Ainda que tenha suas posições e conotações políticas, religiosas e ideológicas, deve o juiz ser imparcial tanto objetiva como subjetivamente. Lição de Direito nos dita que o juiz deve compreender que o Estado é a parte na relação processual, de que o Estado é o detentor do “jus puniendi” e, portanto, se alguém deve ser “protegido” este alguém é a sociedade. O magistrado que não zela e porta-se como verdadeiro guerreiro na defesa dos direitos e garantias fundamentais de outrem, na defesa da Constituição, não pode julgar; deve ser julgado.
Como se explica o convívio com ladrões da coisa pública, da “cleptocracia” instalada e disseminada nos quatro níveis de poder (federal, estadual, distrital e municipal), com juiz ou juízes optando por uma das partes? Como explicar que possa escolher seus “réus de estimação”? Como justificar?
Depois de várias denúncias contra magistrados brasileiros, criou-se no seio das investigações como forma disfarçada de defesa a figura do “juiz neutro”. Os críticos dizem que isso não existe no Brasil. Neutro seria o juiz que não pende por nenhuma das partes. Mas, aqui terminam pendendo. Que seus sentimentos, suas formações sócio-culturais, formas de vida e todos os fatores externos não devem influenciar em quaisquer decisões. Mas, terminam influenciando. Como elemento da sociedade, o juiz tem suas emoções e seus valores. E que jamais podem contaminar sentimentos comportamentais. Mas, terminando contaminando o processo seja cível ou criminal.
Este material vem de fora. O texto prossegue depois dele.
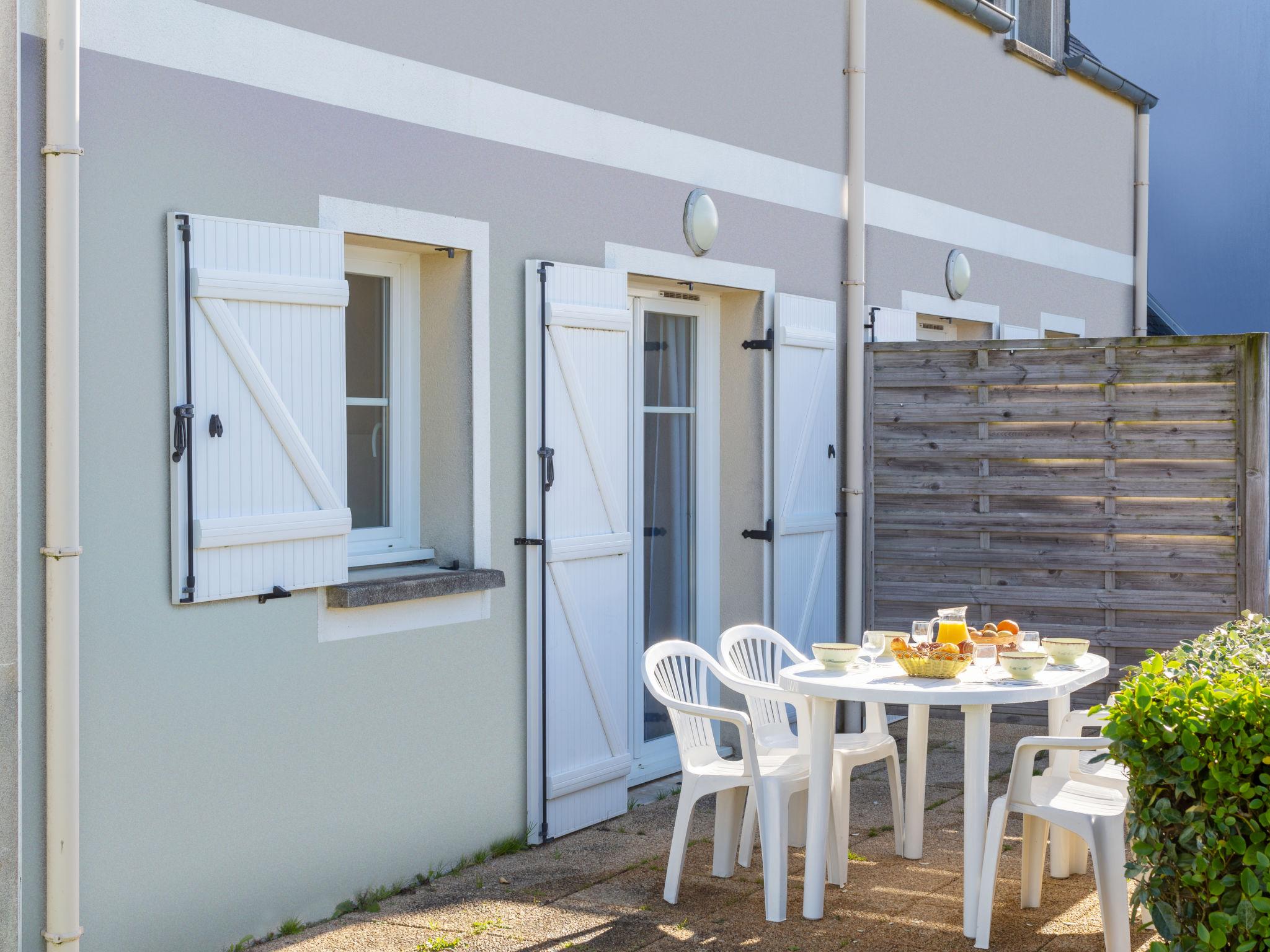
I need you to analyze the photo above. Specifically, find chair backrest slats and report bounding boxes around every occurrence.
[644,642,719,763]
[719,625,806,743]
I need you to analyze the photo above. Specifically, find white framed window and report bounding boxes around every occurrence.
[1007,0,1067,70]
[1040,312,1085,338]
[344,245,430,566]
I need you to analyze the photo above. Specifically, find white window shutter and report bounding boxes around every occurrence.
[169,214,352,603]
[526,262,633,839]
[866,307,917,342]
[772,294,840,655]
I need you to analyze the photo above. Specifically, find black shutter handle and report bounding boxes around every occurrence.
[538,447,555,493]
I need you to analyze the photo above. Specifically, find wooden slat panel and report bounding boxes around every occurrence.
[874,361,1235,387]
[874,580,1236,613]
[874,433,1235,459]
[866,335,1270,700]
[874,403,1235,423]
[874,472,1236,499]
[874,548,1237,578]
[874,510,1236,536]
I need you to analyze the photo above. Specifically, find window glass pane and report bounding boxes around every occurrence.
[348,406,389,529]
[644,312,696,406]
[1017,0,1054,56]
[344,274,389,397]
[642,403,696,740]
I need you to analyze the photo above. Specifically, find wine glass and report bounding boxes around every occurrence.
[974,645,997,682]
[913,622,931,645]
[859,631,887,670]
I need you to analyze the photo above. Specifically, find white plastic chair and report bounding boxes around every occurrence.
[974,738,1129,952]
[719,625,904,886]
[644,641,840,923]
[1042,711,1129,878]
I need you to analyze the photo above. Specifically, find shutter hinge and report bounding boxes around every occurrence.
[255,585,291,606]
[740,327,776,350]
[171,403,194,464]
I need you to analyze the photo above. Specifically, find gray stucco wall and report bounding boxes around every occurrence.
[865,227,1133,337]
[0,0,22,952]
[23,38,843,952]
[200,0,853,171]
[868,0,1134,254]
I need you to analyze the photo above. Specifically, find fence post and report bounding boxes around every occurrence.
[1240,334,1270,613]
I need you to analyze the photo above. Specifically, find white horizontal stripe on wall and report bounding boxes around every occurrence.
[30,0,1133,284]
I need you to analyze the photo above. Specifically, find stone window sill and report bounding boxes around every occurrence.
[326,565,507,608]
[1005,39,1067,76]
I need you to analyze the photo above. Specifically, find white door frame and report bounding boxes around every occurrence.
[628,289,721,786]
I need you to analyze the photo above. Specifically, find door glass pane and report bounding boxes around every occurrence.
[344,274,390,529]
[348,406,389,529]
[642,314,696,740]
[644,314,697,406]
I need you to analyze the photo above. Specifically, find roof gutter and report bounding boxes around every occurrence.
[1063,53,1160,109]
[940,0,1015,33]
Juiz não pode ter símbolo de herói. É regra no mundo inteiro. Erra a sociedade ao cognominá-lo como tal. Juiz é uma garantia constitucional para todos. Título de herói para juiz é utopia! Não existe universalmente! Todos que assumiram tal carapuça claudicaram. Mais cedo ou mais tarde, caíram do trono. Juiz não deve ser bom e nem ruim. Deve ser justo. Não é vencido e nem vencedor; por isso mesmo não pode ser herói.
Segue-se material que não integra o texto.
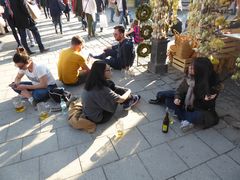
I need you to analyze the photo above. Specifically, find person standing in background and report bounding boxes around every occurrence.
[7,0,49,55]
[82,0,97,39]
[94,0,105,32]
[40,0,50,19]
[63,0,71,21]
[48,0,62,34]
[1,0,21,46]
[117,0,128,29]
[108,0,117,23]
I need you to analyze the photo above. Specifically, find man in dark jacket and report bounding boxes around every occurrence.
[1,0,21,46]
[7,0,49,55]
[90,26,135,70]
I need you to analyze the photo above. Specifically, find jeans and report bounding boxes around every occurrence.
[12,81,57,102]
[157,90,203,124]
[109,7,115,22]
[7,17,21,46]
[86,13,95,37]
[94,49,122,69]
[62,72,89,86]
[119,11,127,29]
[95,81,131,124]
[52,15,62,34]
[19,25,44,52]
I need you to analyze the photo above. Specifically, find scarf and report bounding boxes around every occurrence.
[184,77,195,110]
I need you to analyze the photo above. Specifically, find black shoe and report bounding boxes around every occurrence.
[40,48,50,53]
[148,99,162,104]
[27,51,36,55]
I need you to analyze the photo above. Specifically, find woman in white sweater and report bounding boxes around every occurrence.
[82,0,97,39]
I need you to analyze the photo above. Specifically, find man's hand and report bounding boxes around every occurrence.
[204,94,217,101]
[16,84,28,91]
[174,98,181,106]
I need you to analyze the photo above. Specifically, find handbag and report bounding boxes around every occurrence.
[99,14,108,28]
[27,3,41,20]
[58,0,66,11]
[0,16,6,27]
[81,0,89,19]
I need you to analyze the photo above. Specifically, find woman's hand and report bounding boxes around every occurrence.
[174,98,181,106]
[16,84,29,91]
[204,94,217,101]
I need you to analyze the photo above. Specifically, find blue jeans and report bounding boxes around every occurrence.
[94,49,122,69]
[18,25,44,52]
[12,81,57,102]
[157,90,203,124]
[119,11,127,29]
[109,7,115,22]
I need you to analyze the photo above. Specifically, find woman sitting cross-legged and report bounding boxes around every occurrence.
[9,48,57,105]
[149,57,222,131]
[82,61,141,123]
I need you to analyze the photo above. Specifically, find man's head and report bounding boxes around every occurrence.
[71,36,84,52]
[113,26,125,42]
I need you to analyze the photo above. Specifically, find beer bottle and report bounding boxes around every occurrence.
[162,108,169,133]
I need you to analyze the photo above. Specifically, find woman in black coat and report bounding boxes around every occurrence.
[149,57,222,131]
[48,0,65,34]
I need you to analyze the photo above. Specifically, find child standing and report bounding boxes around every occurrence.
[126,19,143,44]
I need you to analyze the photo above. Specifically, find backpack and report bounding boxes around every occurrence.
[48,87,72,103]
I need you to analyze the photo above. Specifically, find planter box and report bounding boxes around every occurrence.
[172,56,193,72]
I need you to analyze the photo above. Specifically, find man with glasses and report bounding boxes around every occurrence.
[89,26,135,70]
[58,36,89,85]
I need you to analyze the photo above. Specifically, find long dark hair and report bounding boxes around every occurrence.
[193,57,218,97]
[84,61,107,91]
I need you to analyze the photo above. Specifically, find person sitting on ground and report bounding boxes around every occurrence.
[82,61,141,123]
[9,47,57,105]
[58,36,89,85]
[89,26,135,70]
[126,19,143,44]
[149,57,222,131]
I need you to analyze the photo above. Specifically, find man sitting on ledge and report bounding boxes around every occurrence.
[58,36,89,85]
[89,26,135,70]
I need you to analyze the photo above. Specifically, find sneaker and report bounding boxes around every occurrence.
[40,48,50,53]
[180,120,194,132]
[123,95,141,111]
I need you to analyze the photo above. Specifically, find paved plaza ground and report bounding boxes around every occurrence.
[0,10,240,180]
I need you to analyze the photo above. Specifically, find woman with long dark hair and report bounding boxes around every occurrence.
[9,48,57,105]
[82,61,141,123]
[149,57,222,131]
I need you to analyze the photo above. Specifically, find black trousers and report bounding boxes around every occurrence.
[18,25,44,52]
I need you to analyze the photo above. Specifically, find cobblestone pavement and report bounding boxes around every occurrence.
[0,11,240,180]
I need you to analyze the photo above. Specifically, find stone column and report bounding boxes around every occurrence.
[148,39,169,74]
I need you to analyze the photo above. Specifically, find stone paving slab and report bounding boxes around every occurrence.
[40,147,81,180]
[57,126,92,149]
[196,128,235,154]
[139,143,188,180]
[111,128,150,158]
[228,147,240,164]
[0,139,22,168]
[0,10,240,180]
[0,158,40,180]
[22,132,58,160]
[175,164,220,180]
[77,137,119,171]
[67,168,107,180]
[104,155,152,180]
[207,155,240,180]
[169,134,217,167]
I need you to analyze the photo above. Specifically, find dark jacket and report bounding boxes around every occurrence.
[112,38,135,69]
[48,0,64,17]
[95,0,105,13]
[175,78,221,110]
[9,0,35,28]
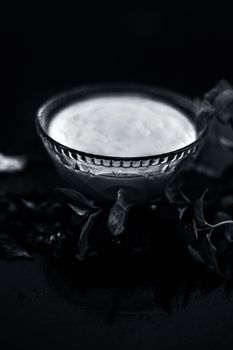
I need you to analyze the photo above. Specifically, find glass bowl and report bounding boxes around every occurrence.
[36,84,207,204]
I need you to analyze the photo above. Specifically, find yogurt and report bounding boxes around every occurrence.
[48,95,196,157]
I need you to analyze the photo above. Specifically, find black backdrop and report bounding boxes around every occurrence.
[0,0,233,153]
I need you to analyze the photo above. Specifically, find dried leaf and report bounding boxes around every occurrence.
[76,211,100,260]
[193,189,209,227]
[107,189,131,236]
[184,219,198,244]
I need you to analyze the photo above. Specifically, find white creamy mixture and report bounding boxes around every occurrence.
[49,95,196,157]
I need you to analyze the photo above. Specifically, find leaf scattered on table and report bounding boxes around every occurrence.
[0,234,31,260]
[0,153,27,173]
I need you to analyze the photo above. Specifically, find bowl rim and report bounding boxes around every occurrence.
[36,82,208,162]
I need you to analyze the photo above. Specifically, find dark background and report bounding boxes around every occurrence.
[0,0,233,153]
[0,0,233,350]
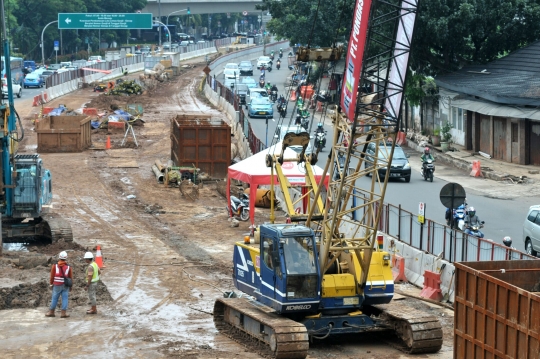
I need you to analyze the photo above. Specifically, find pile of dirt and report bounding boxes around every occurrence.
[0,242,112,310]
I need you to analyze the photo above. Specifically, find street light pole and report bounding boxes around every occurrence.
[167,9,187,26]
[41,20,58,66]
[152,20,171,46]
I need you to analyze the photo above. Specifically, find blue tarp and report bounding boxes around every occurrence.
[114,110,131,121]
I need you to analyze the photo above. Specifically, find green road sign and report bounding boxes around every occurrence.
[58,13,152,30]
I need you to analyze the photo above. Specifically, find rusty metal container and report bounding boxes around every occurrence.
[454,260,540,359]
[36,115,92,152]
[171,113,231,179]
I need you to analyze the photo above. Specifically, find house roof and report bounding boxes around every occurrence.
[435,41,540,106]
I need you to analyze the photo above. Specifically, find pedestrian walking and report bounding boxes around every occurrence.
[45,251,73,318]
[84,253,101,314]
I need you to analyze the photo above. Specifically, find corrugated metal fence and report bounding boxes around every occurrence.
[206,76,266,153]
[45,55,144,88]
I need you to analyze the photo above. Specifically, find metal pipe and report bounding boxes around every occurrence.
[152,165,163,183]
[154,159,165,172]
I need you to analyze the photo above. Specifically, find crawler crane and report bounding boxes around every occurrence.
[214,0,442,358]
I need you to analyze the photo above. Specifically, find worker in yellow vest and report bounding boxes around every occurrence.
[84,252,101,314]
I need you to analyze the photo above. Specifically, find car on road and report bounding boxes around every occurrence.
[41,70,56,81]
[235,84,249,105]
[248,97,274,117]
[223,69,240,80]
[2,78,22,98]
[364,142,411,182]
[248,87,268,98]
[523,205,540,257]
[242,77,257,89]
[274,125,313,155]
[238,61,253,76]
[257,56,272,70]
[23,73,45,89]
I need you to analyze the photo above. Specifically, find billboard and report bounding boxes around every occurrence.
[341,0,371,122]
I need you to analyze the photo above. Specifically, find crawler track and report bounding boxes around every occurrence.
[214,298,309,359]
[374,303,443,354]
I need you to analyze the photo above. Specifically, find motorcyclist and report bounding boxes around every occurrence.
[420,147,435,174]
[465,207,484,238]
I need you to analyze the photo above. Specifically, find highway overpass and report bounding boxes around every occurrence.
[141,0,262,16]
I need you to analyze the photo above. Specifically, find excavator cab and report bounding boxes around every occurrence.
[260,224,320,313]
[12,154,52,218]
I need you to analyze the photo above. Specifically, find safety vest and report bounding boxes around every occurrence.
[53,264,71,285]
[86,262,99,283]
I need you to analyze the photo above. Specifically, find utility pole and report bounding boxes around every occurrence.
[158,0,161,47]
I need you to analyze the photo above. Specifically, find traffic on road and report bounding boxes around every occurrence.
[217,50,537,251]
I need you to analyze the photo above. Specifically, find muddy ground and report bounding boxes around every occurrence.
[0,59,453,359]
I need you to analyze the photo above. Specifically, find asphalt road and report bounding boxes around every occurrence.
[219,53,540,251]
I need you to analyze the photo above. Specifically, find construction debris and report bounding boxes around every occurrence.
[107,80,143,96]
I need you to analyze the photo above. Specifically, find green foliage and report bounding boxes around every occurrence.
[412,0,540,75]
[258,0,354,47]
[441,121,454,142]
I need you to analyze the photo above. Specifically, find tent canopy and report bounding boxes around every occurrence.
[227,142,328,223]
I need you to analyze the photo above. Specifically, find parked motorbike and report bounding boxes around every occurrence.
[464,221,486,238]
[270,90,277,102]
[421,159,435,182]
[334,151,345,181]
[315,130,326,152]
[227,193,249,222]
[294,115,309,130]
[277,102,287,118]
[445,203,467,230]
Juiz não pode romper o princípio da imparcialidade objetiva e subjetiva para satisfazer o próprio ego. Seria um juiz injusto! O “sacerdote vocacionado” distribui os dons sagrados para os fiéis. E o “juiz vocacionado” o labor justo da magistratura na distribuição de justiça. Tomar decisões que podem envolver a restrição da liberdade de pessoas ou o comprometimento do patrimônio de famílias, exige preparo que vai além dos conhecimentos técnico-jurídicos. É necessário bom senso e, acima de tudo, vocação, sentimento nobre para aquilatar o peso da prolação de uma sentença.